Case Presentation: A 47- year-old man with a history of hypothyroidism presented to the emergency room (ER) for the evaluation of generalized body weakness and jaundice of a week duration. There was also associated intense generalized pruritus of about 6 months; subjective weight loss, recurrent fevers, nausea and vomiting. Physical examination was significant for an ill-looking man with icteric sclera, bilateral pitting pedal edema up to the ankles and subsequently, enlarged bilateral inguinal lymph nodes.Laboratory investigation on presentation was significant for hemoglobin – 9.4mg/dl (N: 11.6-15.9mg/dl), platelets – 118,000/μL (N: 146,000-388,000/μL), creatinine – 1.5mg/dl (N: 0.7-1.3mg/dl), ferritin – 4164.5 ng/ml (N: 18-464 ng/ml), alkaline phosphatase – 371 IU/L (N: 34-104 IU/L), total bilirubin – 11.1 mg/dl (N: 0.2-1.2mg/dl), direct bilirubin – 7.1mg/dl (N: < 0.3mg/dl) and positive bilirubin on urine analysis.
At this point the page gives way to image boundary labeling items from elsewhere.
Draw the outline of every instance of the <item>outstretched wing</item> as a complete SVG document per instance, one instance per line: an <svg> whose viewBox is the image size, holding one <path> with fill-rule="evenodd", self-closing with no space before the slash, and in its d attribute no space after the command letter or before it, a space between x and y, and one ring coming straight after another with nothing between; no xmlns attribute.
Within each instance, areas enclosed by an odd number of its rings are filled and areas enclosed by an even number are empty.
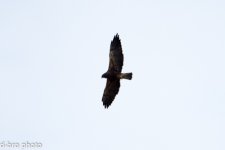
<svg viewBox="0 0 225 150"><path fill-rule="evenodd" d="M116 97L116 94L119 92L120 88L120 80L109 80L107 79L106 87L103 93L102 102L105 108L108 108L114 98Z"/></svg>
<svg viewBox="0 0 225 150"><path fill-rule="evenodd" d="M116 34L110 45L109 71L121 72L123 67L123 51L119 35Z"/></svg>

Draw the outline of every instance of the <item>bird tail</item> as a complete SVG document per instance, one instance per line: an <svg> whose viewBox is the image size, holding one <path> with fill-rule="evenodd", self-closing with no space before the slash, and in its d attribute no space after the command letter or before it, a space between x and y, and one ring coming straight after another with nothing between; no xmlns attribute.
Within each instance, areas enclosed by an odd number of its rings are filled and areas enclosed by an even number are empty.
<svg viewBox="0 0 225 150"><path fill-rule="evenodd" d="M121 79L128 79L131 80L132 79L132 72L130 73L121 73Z"/></svg>

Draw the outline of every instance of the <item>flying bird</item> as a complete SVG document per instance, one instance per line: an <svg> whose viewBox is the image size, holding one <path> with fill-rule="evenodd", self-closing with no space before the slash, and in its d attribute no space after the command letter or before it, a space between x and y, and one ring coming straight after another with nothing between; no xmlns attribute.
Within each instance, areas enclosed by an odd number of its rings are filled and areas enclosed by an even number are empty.
<svg viewBox="0 0 225 150"><path fill-rule="evenodd" d="M121 73L123 67L123 51L119 35L116 34L110 44L109 52L109 67L102 78L106 78L106 86L102 97L102 102L105 108L108 108L120 88L120 79L132 79L132 73Z"/></svg>

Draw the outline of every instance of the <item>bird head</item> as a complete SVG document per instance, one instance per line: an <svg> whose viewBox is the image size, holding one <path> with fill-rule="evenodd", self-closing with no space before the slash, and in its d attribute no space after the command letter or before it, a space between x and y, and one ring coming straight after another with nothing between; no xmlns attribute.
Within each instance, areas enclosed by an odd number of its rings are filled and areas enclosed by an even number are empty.
<svg viewBox="0 0 225 150"><path fill-rule="evenodd" d="M102 78L107 78L108 77L108 74L107 73L104 73L103 75L102 75Z"/></svg>

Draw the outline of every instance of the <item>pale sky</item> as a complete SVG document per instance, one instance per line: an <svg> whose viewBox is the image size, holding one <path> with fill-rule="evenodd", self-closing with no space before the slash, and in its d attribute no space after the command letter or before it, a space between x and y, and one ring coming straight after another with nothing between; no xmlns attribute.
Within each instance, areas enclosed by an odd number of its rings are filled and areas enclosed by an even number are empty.
<svg viewBox="0 0 225 150"><path fill-rule="evenodd" d="M225 149L223 0L0 0L0 22L0 143ZM104 109L116 33L133 79Z"/></svg>

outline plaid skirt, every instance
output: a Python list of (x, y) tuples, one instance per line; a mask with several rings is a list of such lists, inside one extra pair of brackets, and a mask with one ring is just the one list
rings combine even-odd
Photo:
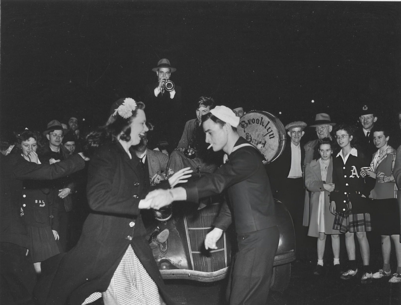
[(341, 233), (371, 231), (371, 214), (369, 213), (354, 214), (350, 210), (345, 213), (337, 213), (334, 218), (333, 228), (340, 230)]

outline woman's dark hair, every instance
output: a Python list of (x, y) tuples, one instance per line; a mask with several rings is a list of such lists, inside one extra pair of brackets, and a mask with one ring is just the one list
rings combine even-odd
[[(225, 122), (224, 121), (222, 121), (217, 117), (213, 115), (211, 112), (209, 112), (208, 113), (206, 113), (206, 114), (204, 114), (202, 116), (202, 123), (203, 123), (204, 122), (207, 121), (208, 119), (211, 119), (215, 123), (218, 124), (221, 127), (223, 127), (226, 124)], [(236, 127), (231, 126), (231, 128), (234, 131), (237, 131)]]
[(20, 144), (23, 141), (28, 141), (30, 138), (33, 138), (39, 144), (41, 139), (41, 134), (38, 131), (33, 130), (26, 130), (20, 133), (17, 137), (17, 141), (18, 144)]
[(333, 149), (333, 147), (334, 145), (334, 143), (333, 141), (330, 139), (330, 138), (323, 138), (323, 139), (320, 139), (318, 141), (318, 144), (316, 145), (316, 147), (315, 147), (315, 151), (314, 151), (313, 156), (314, 157), (314, 158), (316, 160), (318, 160), (320, 158), (320, 154), (319, 152), (319, 149), (320, 149), (320, 145), (323, 145), (324, 144), (328, 144), (330, 145), (330, 147), (331, 147), (332, 150)]
[(109, 117), (106, 124), (89, 133), (85, 137), (83, 146), (83, 152), (85, 156), (92, 156), (95, 150), (102, 145), (120, 139), (128, 141), (131, 139), (131, 127), (132, 121), (136, 117), (138, 110), (145, 109), (145, 104), (142, 102), (137, 102), (136, 108), (132, 111), (131, 116), (124, 119), (118, 113), (111, 114)]
[(358, 140), (356, 139), (356, 137), (355, 136), (356, 129), (356, 127), (353, 125), (341, 124), (336, 127), (334, 131), (334, 136), (336, 136), (336, 133), (339, 130), (345, 130), (346, 131), (347, 133), (349, 135), (350, 137), (351, 136), (352, 136), (352, 139), (350, 141), (351, 147), (354, 147), (358, 149), (359, 145), (358, 145)]
[(390, 128), (384, 124), (375, 124), (373, 127), (371, 131), (371, 132), (373, 133), (375, 131), (383, 131), (383, 134), (386, 137), (389, 137), (391, 135), (390, 134), (391, 132), (390, 131)]

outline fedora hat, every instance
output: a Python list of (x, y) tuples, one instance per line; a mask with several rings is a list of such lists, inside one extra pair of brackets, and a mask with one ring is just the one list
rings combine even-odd
[(336, 123), (332, 123), (330, 119), (330, 116), (327, 113), (318, 113), (315, 118), (315, 123), (310, 127), (318, 127), (323, 125), (331, 125), (334, 126)]
[(47, 124), (47, 128), (42, 133), (45, 137), (51, 130), (64, 130), (64, 129), (61, 126), (61, 123), (57, 120), (53, 120)]
[(171, 71), (171, 73), (175, 72), (177, 69), (173, 68), (170, 65), (170, 61), (166, 58), (162, 58), (157, 63), (157, 67), (154, 68), (152, 71), (154, 72), (157, 72), (160, 68), (168, 68)]

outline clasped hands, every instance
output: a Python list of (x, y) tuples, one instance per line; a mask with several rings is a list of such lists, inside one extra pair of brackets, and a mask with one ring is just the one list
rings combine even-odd
[[(187, 167), (177, 172), (168, 178), (170, 187), (173, 187), (179, 183), (187, 182), (186, 180), (191, 176), (188, 174), (193, 171)], [(174, 200), (173, 191), (171, 189), (158, 189), (149, 192), (144, 199), (139, 202), (140, 209), (153, 208), (159, 210), (160, 208), (168, 206)]]

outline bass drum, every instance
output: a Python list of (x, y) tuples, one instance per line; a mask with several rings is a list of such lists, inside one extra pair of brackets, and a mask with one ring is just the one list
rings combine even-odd
[(237, 130), (265, 156), (267, 163), (278, 158), (286, 147), (284, 125), (278, 118), (268, 112), (248, 112), (240, 119)]

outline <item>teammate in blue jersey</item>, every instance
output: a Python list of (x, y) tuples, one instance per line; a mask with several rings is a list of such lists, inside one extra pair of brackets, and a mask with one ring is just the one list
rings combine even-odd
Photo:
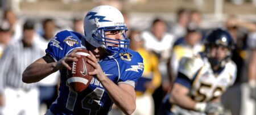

The Gastrointestinal team was consulted for further management and continued to be a part of the multidisciplinary team involved in the patient’s care. Further work up revealed elevated β2 microglobulin - 29.41 mg /L (N: <2.51 mg/L) and negative autoimmune panel, CA 19-9 levels, LKM antibodies, actin antibodies, carcinoembryonic antigen level and mitochondria antibodies. CT abdomen revealed hepatosplenomegaly with nonspecific gallbladder wall thickening while a NM hepatobiliary scan was suggestive of hepatocellular dysfunction and/or distal common bile duct obstruction. MRI MRCP revealed similar findings. A liver biopsy and lymph node biopsy subsequently showed positive results for classic Hodgkin’s lymphoma, nodular sclerosing sub-type (NSCHL). The patient unfortunately passed away on the 12th day of admission due to complications related to his disease.

Discussion: According to the Centers for Disease and Control Prevention, about 8389 cases of Hodgkin Lymphoma (HL) were reported in 2016, with an age adjusted range of 2.5 cases per 100,000. There is a slight male predominance however it is slightly more common in Whites and Blacks than in Hispanics. There is also a bimodal age of distribution with the highest incidences in the 3rd and 8th decade of life and the NSCHL accounts for about 70% of cases. HL typically presents with constitutional (“B”) symptoms- fever, night sweats, or weight loss in an estimated 40 % of individuals. Lymphadenopathy, especially in the neck and mediastinal mass are also typical presentations. Pruritus is also fairly common said to occur in about 10-15% of patients and may actually be a harbinger such as in the index case. Although liver symptoms and abnormalities have been documented as much rarer presentation, the co-existence of jaundice and intense pruritus as the main presenting complaints led to the initial thought of a gastrointestinal disease. Regardless, there is a need for Physicians to keep a broad list of differential diagnoses even in patients that may be considered atypical based on their demographics.

Conclusions: Our report highlights a case of NSCHL which was initially thought to be a cholecystitis versus gall bladder/ common bile duct disease. To the best of our knowledge, no similar cases of atypical presentation in the Hispanic population has been reported in literature. In patients presenting to the ER, a high index of suspicion and possible awareness of non-conventional presentations is required by primary care physicians who often serve as the first point of contact.